Lemon Group’s Veloce Fintech to launch Rs 300 Cr fund for MSMEs, startups
The fund has already secured over Rs 100 crore in commitments from ultra-high-net-worth individuals, family offices, and business groups.
Veloce Fintech, the fintech arm of Lemon Group, has launched its second fund to back micro, small, and medium enterprises (MSMEs) and startups. The new fund has a target corpus of Rs 300 crore.
According to the firm, it has already received over Rs 100 crore in commitments from ultra-high-net-worth individuals, family offices, and business groups.
Veloce Fintech’s new fund will look to back 20–25 companies across technology, manufacturing, healthcare, supply chain, consumer, and real-estate-linked sectors by 2026. The firm will write cheques ranging from Rs 3 crore to Rs 15 crore.
“With this second fund, we are continuing to build a structured capital platform that supports businesses with predictable growth and disciplined execution. Our first fund validated this approach, with portfolio companies demonstrating consistent operating performance and timely repayments, reinforcing the value of structured credit for expanding businesses. Our focus remains on companies with strong fundamentals, transparent operating cycles, and measurable cash flows, particularly MSMEs and emerging enterprises preparing to scale or enter the public-market ecosystem,” said Nirav Jogani, Founder of Veloce Fintech, in a statement.
The firm’s second fund follows the complete deployment of its first fund, which invested in growth-stage MSMEs and startups across segments through structured credit and venture debt.
Following the thesis of the first fund, the new fund will focus on companies with established revenue models, governance discipline, and expansion plans. It will look to bridge working capital needs, capital expenditure, and pre-IPO financing.

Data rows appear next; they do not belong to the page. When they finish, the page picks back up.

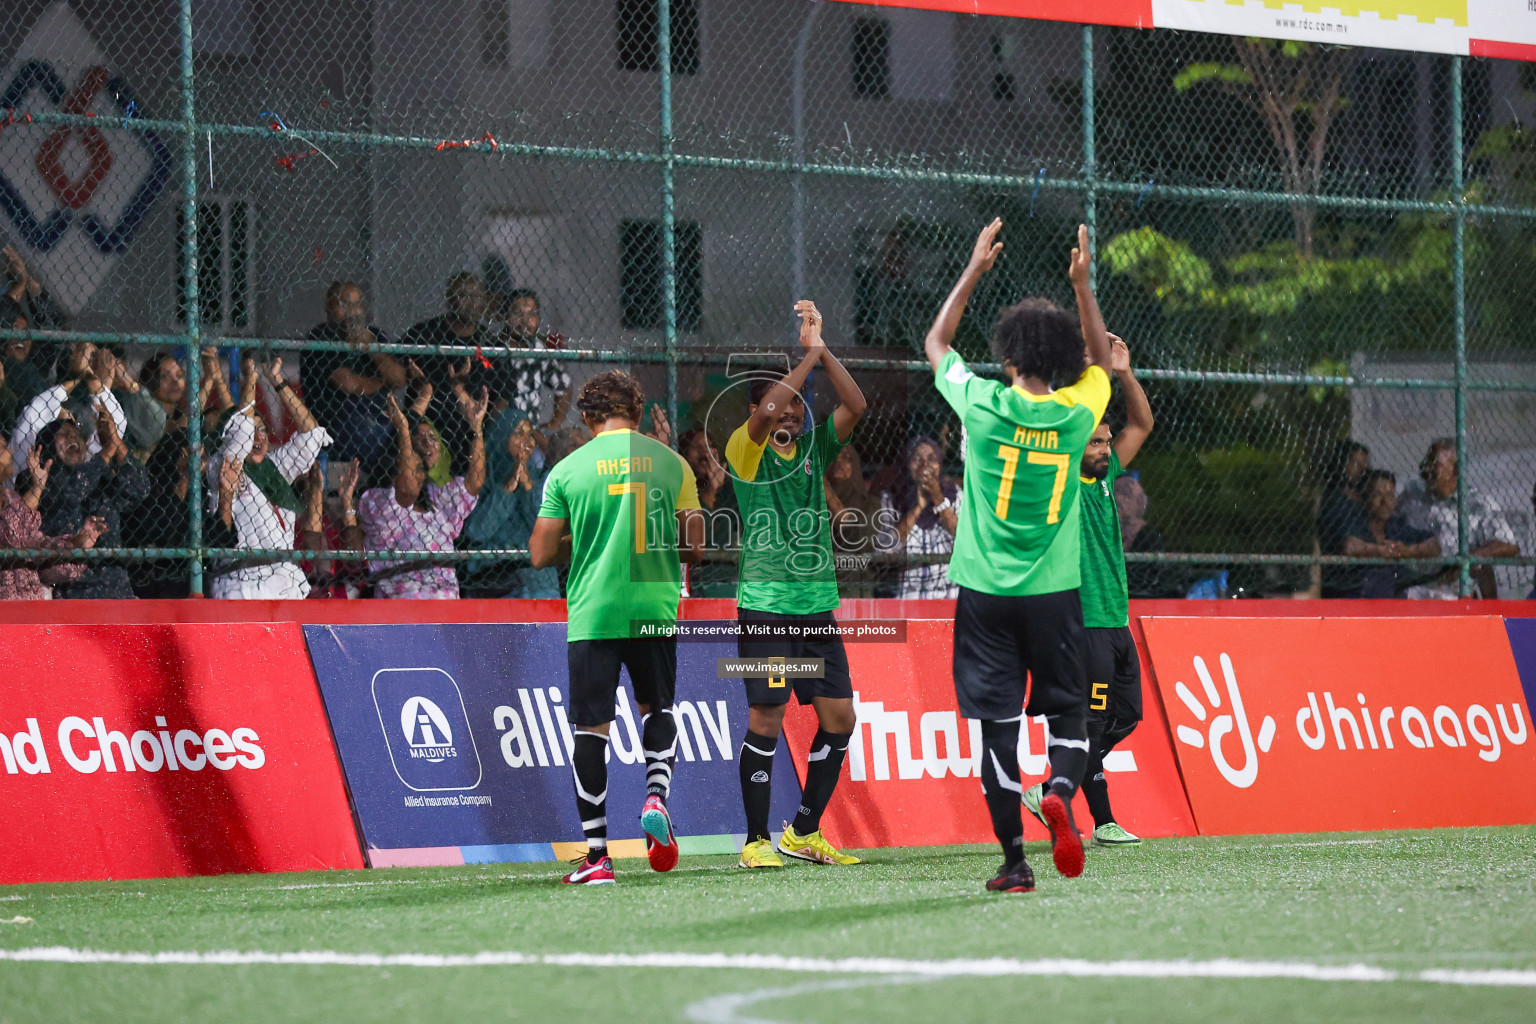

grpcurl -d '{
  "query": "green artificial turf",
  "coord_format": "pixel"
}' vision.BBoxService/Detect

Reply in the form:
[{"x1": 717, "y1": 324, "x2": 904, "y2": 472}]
[{"x1": 1, "y1": 828, "x2": 1534, "y2": 1023}]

Veloce Fintech’s first fund had received commitments of Rs 200 crore, including a Rs 100-crore green shoe option. According to the firm, its portfolio has already begun delivering scheduled repayments and structured distributions.
“As we build our second fund deployment strategy, we will maintain a process-driven investment framework supported by technology-enabled portfolio monitoring and governance checks. Our aim is to provide efficient, responsible capital to growing businesses while ensuring consistency and transparency for our investors,” Jogani added.